Improved PBTI Reliability in Junction-Less FET Fabricated at Low Thermal Budget for 3-D Sequential Integration

Junction-less FETs are used as top-tier devices in a 3-D sequential integration. Due to the low thermal budget allowed in the 3-D integration, conventional inversion mode FETs show extremely poor BTI reliability. In contrast, a junctionless FET shows improved BTI reliability, which is attributed to the reduced oxide electric field of operation. We observe that the reliability of junction-less FETs can be further improved by increasing the channel doping and/or the channel thickness. Correspondingly, a tradeoff exists between performance (subthreshold slope, carrier mobility), reliability, and variability. This tradeoff is verified in both planar/FinFET structures and can serve as a device optimization matrix. Furthermore, we use the non-radiative multi-phonon (NMP) theory, as implemented in the imec/T.U. Vienna BTI simulation framework "Comphy," to investigate the degradation kinetics and show that the stress/recovery traces measured in inversion mode and junction-less nFETs can be reproduced with the same set of oxide defect parameters.
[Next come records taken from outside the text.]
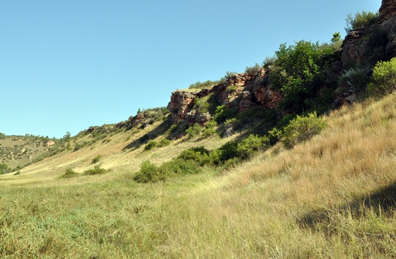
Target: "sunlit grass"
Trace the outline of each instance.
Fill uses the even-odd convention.
[[[0,177],[0,257],[396,257],[395,103],[391,95],[343,107],[320,135],[291,150],[278,144],[227,171],[165,183],[132,178],[144,160],[159,165],[225,140],[145,151],[125,150],[135,137],[120,133],[47,158]],[[58,177],[93,168],[98,155],[111,171]]]

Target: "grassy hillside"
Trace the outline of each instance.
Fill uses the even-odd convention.
[[[160,165],[229,140],[132,145],[160,130],[157,121],[1,176],[0,257],[396,257],[395,101],[392,94],[344,106],[292,149],[277,144],[226,170],[165,182],[132,178],[145,160]],[[111,171],[59,177],[93,168],[98,155],[95,164]]]
[[[0,133],[1,134],[1,133]],[[58,140],[48,137],[0,135],[0,163],[14,170],[41,158],[54,148]]]

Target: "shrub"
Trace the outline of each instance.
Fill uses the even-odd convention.
[[[361,13],[356,13],[355,15],[349,14],[345,19],[345,31],[349,34],[353,30],[362,29],[363,27],[375,24],[378,21],[380,13],[363,11]]]
[[[267,56],[267,57],[266,57],[266,59],[263,61],[263,67],[265,67],[265,68],[270,68],[270,67],[272,67],[273,65],[275,65],[276,62],[276,57],[275,56]]]
[[[210,163],[209,151],[203,146],[187,149],[182,152],[177,158],[197,162],[200,166]]]
[[[169,139],[163,138],[160,141],[160,146],[167,146],[170,144],[170,141]]]
[[[396,89],[396,58],[379,61],[372,70],[368,90],[371,96],[381,96]]]
[[[270,134],[281,140],[287,148],[307,141],[319,133],[326,126],[325,121],[316,116],[316,112],[307,116],[299,116],[293,119],[288,126],[281,130],[274,128]]]
[[[230,72],[226,71],[226,75],[220,78],[220,83],[225,83],[227,80],[229,80],[231,76],[235,76],[237,73],[236,72]]]
[[[246,66],[246,68],[245,68],[245,72],[249,73],[256,73],[261,69],[261,68],[262,66],[260,66],[260,64],[256,63],[256,64],[253,66]]]
[[[170,126],[170,128],[168,128],[168,130],[167,131],[167,133],[170,134],[171,133],[176,131],[177,128],[177,125],[173,124],[172,126]]]
[[[201,172],[199,164],[194,161],[176,158],[162,164],[160,168],[160,175],[165,177],[178,175],[197,174]]]
[[[145,146],[145,150],[150,150],[154,148],[156,148],[159,146],[158,142],[155,141],[149,141],[148,143],[146,144],[146,146]]]
[[[0,164],[0,174],[9,173],[12,171],[12,169],[6,163]]]
[[[202,88],[209,88],[212,87],[213,86],[217,85],[217,83],[219,83],[219,81],[206,81],[203,83],[197,81],[195,83],[192,83],[189,88],[189,89],[202,89]]]
[[[217,126],[217,123],[216,122],[216,121],[212,120],[207,122],[205,125],[205,129],[204,129],[204,131],[202,132],[202,138],[207,138],[212,135],[216,134],[216,129],[214,128]]]
[[[192,137],[198,136],[202,128],[198,123],[195,123],[186,130],[186,133]]]
[[[140,171],[133,178],[138,183],[155,183],[160,178],[158,168],[150,161],[142,163]]]
[[[237,111],[235,108],[227,108],[225,105],[217,106],[214,113],[214,119],[217,123],[222,123],[229,118],[236,116]]]
[[[268,148],[269,138],[266,136],[260,137],[255,134],[250,134],[249,137],[243,139],[236,146],[236,152],[239,157],[247,159],[261,150]]]
[[[325,71],[334,62],[333,48],[300,41],[276,51],[276,62],[270,73],[272,86],[283,96],[284,108],[308,110],[307,100],[315,96],[325,79]]]
[[[102,158],[102,156],[98,155],[95,157],[94,157],[93,158],[92,158],[92,163],[96,163],[99,162],[101,158]]]
[[[65,173],[61,176],[61,177],[63,178],[71,178],[72,177],[76,176],[78,176],[78,173],[73,171],[72,168],[67,168],[65,171]]]
[[[96,165],[93,168],[85,170],[84,171],[84,176],[95,176],[101,175],[106,173],[106,170],[100,168],[100,165]]]
[[[368,76],[369,71],[369,68],[365,66],[350,68],[340,76],[338,85],[341,87],[353,86],[360,91],[365,90],[369,81],[369,76]]]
This observation confirms that the reliability improvement in junction-less devices is inherent to their specific operation mode and not related to the different fabrication flows compared to standard inversion mode devices. Based on the calibrated Comphy model, we perform BTI lifetime projections, exposing for junction-less devices a substantial deviation from the commonly used power-law voltage acceleration.